Ideally, this is what the planners would like to have done with the current works, and a 5km stretch of the dike near the village of Warder. This was not possible though because the water is too shallow for one of these large vessels to get anywhere near the shore to supply the 500,000 cubes of sand needed to construct the new dike.
Further complicating matters was the roughly 2.0m layer of peat at the bottom of the murky water near the current dike, below which are many metres of mud.
Unable to support the weight of any mobile machines, this quickly ruled out the normal use of an excavator and dozer to level sand pumped ashore.
Trucking all the required sand (roughly 25,000 loads) along the narrow road on the land side of the dike would have been unpopular with local residents. The only real option was to bring the sand over the water.

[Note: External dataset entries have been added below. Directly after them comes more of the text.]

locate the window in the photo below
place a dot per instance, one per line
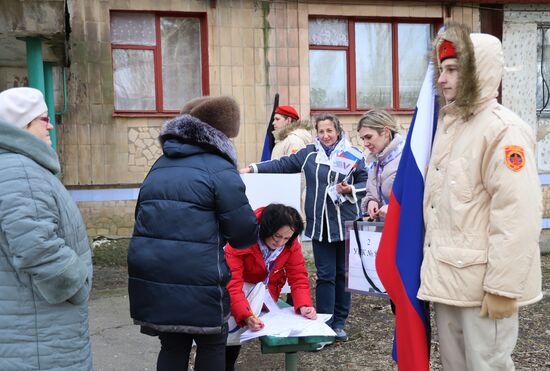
(357, 64)
(543, 71)
(159, 61)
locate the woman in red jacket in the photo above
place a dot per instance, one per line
(276, 257)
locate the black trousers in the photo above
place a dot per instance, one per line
(231, 355)
(176, 347)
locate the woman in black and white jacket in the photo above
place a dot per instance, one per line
(325, 218)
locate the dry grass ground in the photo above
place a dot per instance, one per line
(370, 326)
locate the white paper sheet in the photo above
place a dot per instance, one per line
(285, 322)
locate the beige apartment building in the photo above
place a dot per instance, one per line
(120, 68)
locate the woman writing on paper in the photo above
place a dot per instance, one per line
(379, 133)
(276, 257)
(325, 217)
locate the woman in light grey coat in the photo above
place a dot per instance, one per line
(45, 259)
(380, 135)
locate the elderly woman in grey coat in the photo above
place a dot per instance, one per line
(45, 259)
(380, 135)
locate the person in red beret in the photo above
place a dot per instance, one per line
(291, 134)
(482, 208)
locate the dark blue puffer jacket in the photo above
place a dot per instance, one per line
(190, 205)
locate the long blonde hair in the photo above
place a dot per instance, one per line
(378, 119)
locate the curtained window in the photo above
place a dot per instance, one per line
(356, 64)
(159, 61)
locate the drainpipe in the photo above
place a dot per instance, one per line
(48, 85)
(40, 77)
(35, 63)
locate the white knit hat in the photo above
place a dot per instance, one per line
(19, 106)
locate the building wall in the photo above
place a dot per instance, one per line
(520, 52)
(99, 149)
(108, 218)
(255, 49)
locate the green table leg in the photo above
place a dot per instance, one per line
(291, 361)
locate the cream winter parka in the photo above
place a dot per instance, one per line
(291, 139)
(482, 217)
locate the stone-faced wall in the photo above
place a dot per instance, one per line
(255, 49)
(108, 218)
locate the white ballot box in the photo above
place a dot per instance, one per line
(263, 189)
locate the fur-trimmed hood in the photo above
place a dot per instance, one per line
(186, 129)
(282, 133)
(481, 62)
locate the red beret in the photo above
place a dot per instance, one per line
(447, 50)
(287, 111)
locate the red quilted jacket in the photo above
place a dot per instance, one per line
(248, 266)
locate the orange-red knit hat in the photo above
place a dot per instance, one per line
(288, 111)
(447, 50)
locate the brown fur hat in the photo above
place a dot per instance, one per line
(468, 87)
(221, 113)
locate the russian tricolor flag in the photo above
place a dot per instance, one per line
(400, 252)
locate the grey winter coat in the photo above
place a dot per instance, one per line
(45, 261)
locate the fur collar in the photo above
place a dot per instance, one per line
(468, 89)
(190, 130)
(282, 133)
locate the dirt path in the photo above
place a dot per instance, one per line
(370, 326)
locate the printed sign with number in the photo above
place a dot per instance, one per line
(362, 240)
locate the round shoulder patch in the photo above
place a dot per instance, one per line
(514, 157)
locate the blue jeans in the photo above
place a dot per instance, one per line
(175, 349)
(331, 295)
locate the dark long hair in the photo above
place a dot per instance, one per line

Boskalis’ engineering department at Papendrecht, near Rotterdam, was charged with coming up with a solution. After quite a bit of brainstorming, the radical concept they devised relies on the rainbowing technique. Not from a dredging vessel, but from an excavator!
The result of their efforts is amazing and really does have to be seen to be believed because a roughly 17.0m arc of sand and water is rainbowed out from the front of a new Cat 336.
Material supplied via a 30cm-diameter flexible pipe (lengths of 24.0m), is conveyed through a sturdy metal pipe up the rear of the excavator and along the top of the main structure after which it is plumped into a flexible pipe.
Attached to a quick-attachment system at the end of the excavator’s standard 9.0m boom and stick is a 3.0m length of 30cm-diameter rigid pipe. The bolt-on spreading device at the end reduces the diameter, creating the pressure to blast the material out and allow the operator to create an even blanket of sand.
It has not been put on the scales, but in its current guise the excavator, complete with its slightly heavier rear counterweight, is believed to weigh around 42.0-43.0t. A bit heavier than the standard 37.4t of a Cat 336, this is the maximum load the soft land can support.